ByteNoise

Hypertext

Considering that most nonfiction text contains references to related documents, hypertext is a logical progression for these references. It is arguably the job of computers to take care of repetitive or tedious work, such as actually retrieving the document being referenced.

Encyclopedias benefit greatly from hypertext, as it allows the reader to explore different avenues of thought, providing elaborations on exactly what she or he is interested in. This ability for non-linear retrieval of information makes learning something much easier as the individual has the freedom to explore related topics at her own pace.

Given how our brains group things together by seemingly obscure relevances — something impossible to achieve by sorting information in any standard kind of index — it seems logical that we would one day use technology to help us to link documents together by such erratic connections. The journey that has so far led to our current system of global hypertext isn't as sudden as you might think, however.

1934: Paul Otlet's database of linked documents

In 1934, Paul Otlet had a vision: a machine that would let people search, read and write documents stored in a mechanical database. They would be able to access this database remotely, via a telephone line, and even connect documents together. He called such connections links. He called the project in its entirety a web of human knowledge.

Perhaps the most useful practical achievement of Paul Otlet was his improvement of the existing classification systems, such as the Dewey Decimal System. His own system, Universal Decimal Classification, was the first full implementation of a faceted classification system.

Sadly, his operation was shut down, and the remains of his work were destroyed by Nazi troops.
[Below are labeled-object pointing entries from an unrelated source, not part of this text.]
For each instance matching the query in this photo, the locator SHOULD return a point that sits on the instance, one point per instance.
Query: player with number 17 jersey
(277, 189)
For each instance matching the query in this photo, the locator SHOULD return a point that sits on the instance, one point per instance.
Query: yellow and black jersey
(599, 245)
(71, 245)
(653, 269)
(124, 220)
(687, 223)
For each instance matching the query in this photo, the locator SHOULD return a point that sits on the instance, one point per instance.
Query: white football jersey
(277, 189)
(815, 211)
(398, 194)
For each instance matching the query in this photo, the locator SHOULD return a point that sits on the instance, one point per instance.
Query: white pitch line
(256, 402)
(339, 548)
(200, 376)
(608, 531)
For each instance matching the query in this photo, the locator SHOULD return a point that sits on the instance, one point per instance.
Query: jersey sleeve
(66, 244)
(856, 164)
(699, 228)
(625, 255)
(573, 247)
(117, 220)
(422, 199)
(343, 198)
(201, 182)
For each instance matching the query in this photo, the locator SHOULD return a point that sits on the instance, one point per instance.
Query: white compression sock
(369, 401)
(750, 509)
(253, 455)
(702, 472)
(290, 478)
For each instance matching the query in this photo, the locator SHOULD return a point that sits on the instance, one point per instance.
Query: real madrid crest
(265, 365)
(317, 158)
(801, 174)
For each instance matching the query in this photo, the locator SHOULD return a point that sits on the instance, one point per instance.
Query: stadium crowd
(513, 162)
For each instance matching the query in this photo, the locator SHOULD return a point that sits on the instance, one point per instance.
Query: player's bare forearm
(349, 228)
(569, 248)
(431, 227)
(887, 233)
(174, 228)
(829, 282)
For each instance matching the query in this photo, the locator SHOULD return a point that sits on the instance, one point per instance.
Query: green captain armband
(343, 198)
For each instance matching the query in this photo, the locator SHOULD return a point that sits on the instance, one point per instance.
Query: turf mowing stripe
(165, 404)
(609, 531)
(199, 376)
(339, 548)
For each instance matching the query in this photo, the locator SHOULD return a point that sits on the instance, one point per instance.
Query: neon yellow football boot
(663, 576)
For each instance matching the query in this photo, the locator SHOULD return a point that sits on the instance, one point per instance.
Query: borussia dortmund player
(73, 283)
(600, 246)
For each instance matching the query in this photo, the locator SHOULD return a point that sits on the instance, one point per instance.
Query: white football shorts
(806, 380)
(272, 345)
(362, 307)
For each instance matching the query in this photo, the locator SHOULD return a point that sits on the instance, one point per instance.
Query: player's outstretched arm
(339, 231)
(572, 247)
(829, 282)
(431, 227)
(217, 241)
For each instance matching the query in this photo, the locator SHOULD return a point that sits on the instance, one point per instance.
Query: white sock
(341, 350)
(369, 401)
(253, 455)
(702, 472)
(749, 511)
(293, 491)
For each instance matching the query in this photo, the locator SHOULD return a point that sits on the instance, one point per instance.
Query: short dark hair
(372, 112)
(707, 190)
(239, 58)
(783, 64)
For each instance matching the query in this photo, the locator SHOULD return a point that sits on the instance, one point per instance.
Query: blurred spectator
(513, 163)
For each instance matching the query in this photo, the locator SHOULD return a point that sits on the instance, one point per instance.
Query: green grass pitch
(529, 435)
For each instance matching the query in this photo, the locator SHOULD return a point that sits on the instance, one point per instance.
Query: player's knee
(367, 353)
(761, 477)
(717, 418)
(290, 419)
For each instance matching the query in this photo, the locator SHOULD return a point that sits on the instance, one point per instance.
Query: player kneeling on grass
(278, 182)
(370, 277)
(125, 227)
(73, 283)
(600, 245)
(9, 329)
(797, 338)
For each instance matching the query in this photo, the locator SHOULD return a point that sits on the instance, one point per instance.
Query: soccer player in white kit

1945: Vannevar Bush's mechanical home encyclopedia

In the July 1945 issue of The Atlantic Monthly, Vannevar Bush wrote an article speculating about possible future technologies. While it dealt with a broad range of ideas, most of them were in some way related to the storage and retrieval of information. Arguably the most interesting of the ideas related to finding useful information, at least in hindsight, was the concept of information being linked together by association.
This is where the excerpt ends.